Irving, who had faced up to 10 years in prison, has been in custody since his arrest last November following a routine check on a highway in Austria. This time will be counted towards his three-year term.
The warrant had been issued by a Vienna court in 1989 on charges that, at meetings in Austria, he had denied the Nazi regime used gas chambers.
Irving was also on trial for saying in Austria that the November 1938 Kristallnacht pogrom against the Jews was not the work of the Nazis but of "unknown" people who had dressed up as storm troopers, and that Adolf Hitler had in fact protected the Jews.
He was found guilty on all three counts by an eight-person jury.
His defence lawyer Elmar Kresbach said they would appeal the sentence.
He said the case had been "a little bit of a message trial" in an Austria trying to show it has come to grips with its Nazi past, but that "three years is too much of a message."

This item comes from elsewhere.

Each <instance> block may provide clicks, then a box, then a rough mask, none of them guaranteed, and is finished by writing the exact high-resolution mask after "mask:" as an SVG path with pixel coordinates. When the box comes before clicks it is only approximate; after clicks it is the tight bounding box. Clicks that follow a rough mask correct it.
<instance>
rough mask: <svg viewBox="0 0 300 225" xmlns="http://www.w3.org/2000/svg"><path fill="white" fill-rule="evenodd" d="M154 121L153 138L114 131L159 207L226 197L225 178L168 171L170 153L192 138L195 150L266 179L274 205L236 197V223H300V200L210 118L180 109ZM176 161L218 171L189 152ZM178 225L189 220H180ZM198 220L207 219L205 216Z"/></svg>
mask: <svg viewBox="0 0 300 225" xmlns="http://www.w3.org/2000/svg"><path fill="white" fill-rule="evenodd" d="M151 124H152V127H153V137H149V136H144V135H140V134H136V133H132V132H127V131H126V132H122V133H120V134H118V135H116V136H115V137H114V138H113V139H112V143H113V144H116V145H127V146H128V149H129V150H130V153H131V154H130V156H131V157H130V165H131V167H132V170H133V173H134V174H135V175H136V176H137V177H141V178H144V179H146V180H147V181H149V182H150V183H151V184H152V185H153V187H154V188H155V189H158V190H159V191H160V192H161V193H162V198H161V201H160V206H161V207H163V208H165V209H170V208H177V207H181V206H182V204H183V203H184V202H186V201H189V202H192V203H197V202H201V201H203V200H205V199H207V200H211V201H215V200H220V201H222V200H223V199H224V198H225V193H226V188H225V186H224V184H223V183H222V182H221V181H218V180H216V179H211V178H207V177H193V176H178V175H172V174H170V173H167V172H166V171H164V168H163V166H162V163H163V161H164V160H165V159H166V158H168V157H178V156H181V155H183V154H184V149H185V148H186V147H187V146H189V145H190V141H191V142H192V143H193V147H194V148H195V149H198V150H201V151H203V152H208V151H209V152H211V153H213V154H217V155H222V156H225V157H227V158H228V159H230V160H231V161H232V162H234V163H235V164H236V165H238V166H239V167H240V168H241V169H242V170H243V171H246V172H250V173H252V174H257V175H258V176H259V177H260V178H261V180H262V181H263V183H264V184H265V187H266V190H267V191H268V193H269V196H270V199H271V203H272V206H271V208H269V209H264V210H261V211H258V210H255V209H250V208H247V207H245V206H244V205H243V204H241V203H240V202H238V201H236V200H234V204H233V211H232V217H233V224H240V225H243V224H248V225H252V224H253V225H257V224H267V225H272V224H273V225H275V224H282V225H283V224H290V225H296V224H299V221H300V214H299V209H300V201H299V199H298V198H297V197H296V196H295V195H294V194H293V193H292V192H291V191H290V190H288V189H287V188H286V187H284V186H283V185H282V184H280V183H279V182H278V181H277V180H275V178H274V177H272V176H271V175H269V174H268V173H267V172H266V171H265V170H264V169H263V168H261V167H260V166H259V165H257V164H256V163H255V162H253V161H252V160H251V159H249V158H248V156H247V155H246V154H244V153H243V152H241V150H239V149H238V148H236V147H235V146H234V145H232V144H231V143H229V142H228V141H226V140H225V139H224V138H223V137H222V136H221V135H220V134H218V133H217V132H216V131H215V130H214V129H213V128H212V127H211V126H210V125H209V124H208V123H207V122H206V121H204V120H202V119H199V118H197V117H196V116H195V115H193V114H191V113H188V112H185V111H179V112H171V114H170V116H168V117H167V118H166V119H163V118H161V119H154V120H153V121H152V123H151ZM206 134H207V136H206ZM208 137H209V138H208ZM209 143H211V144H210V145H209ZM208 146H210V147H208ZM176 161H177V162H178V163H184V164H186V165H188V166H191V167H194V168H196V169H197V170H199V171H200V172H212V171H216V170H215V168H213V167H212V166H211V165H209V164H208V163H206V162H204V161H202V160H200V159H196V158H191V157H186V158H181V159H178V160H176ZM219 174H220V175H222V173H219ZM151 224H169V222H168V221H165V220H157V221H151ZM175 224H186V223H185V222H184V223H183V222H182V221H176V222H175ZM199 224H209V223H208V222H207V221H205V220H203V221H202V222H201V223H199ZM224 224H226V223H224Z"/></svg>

Kresbach said he expected Irving to serve no more than two years because "he is old and a first-time offender."
Role play
Prosecutor Michael Klackl said he wanted some time to consider the verdict to see "whether the public has been served."
In his closing plea, Klackl had listed statements from Irving since 1989 which the prosecutor alleged "were anti-Semitic or glorified the person of Adolf Hitler."
Klackl said Irving's turnaround on the gas chambers was "just a role played for one day. He has not changed his opinion."
Irving was prosecuted under an Austrian law targeting those who "deny the genocide by the National Socialists or other National Socialist crimes against humanity."
He told reporters on entering the court in Vienna in handcuffs that it was "ridiculous" to be on trial for comments made 17 years ago.
"I am not a Holocaust denier," he added. "My views have changed. History is a constantly growing tree. ... The more documents are available, the more you learn, and I have learned a lot since 1989."
The Holocaust was Nazi Germany's systematic slaughter of some six million Jews, mainly in the later years of World War II.
Irving has become notorious worldwide for attempting to establish, despite overwhelming evidence otherwise, that Hitler was not party to the Holocaust, that there were no gas chambers at Auschwitz and that the number of Jews slain by the Nazis was greatly exaggerated.
Irving insisted on the logic of some of his statements, such as saying the fact 100,000 people survived Auschwitz was a sign the gas chambers did not exist, even if he now regretted the formulation.
Monday's verdict of prison time was a second major blow for Irving. In 2000 in London he lost his fortune when he lost a high-profile libel case against US historian Deborah Lipstadt after she called him a Holocaust denier.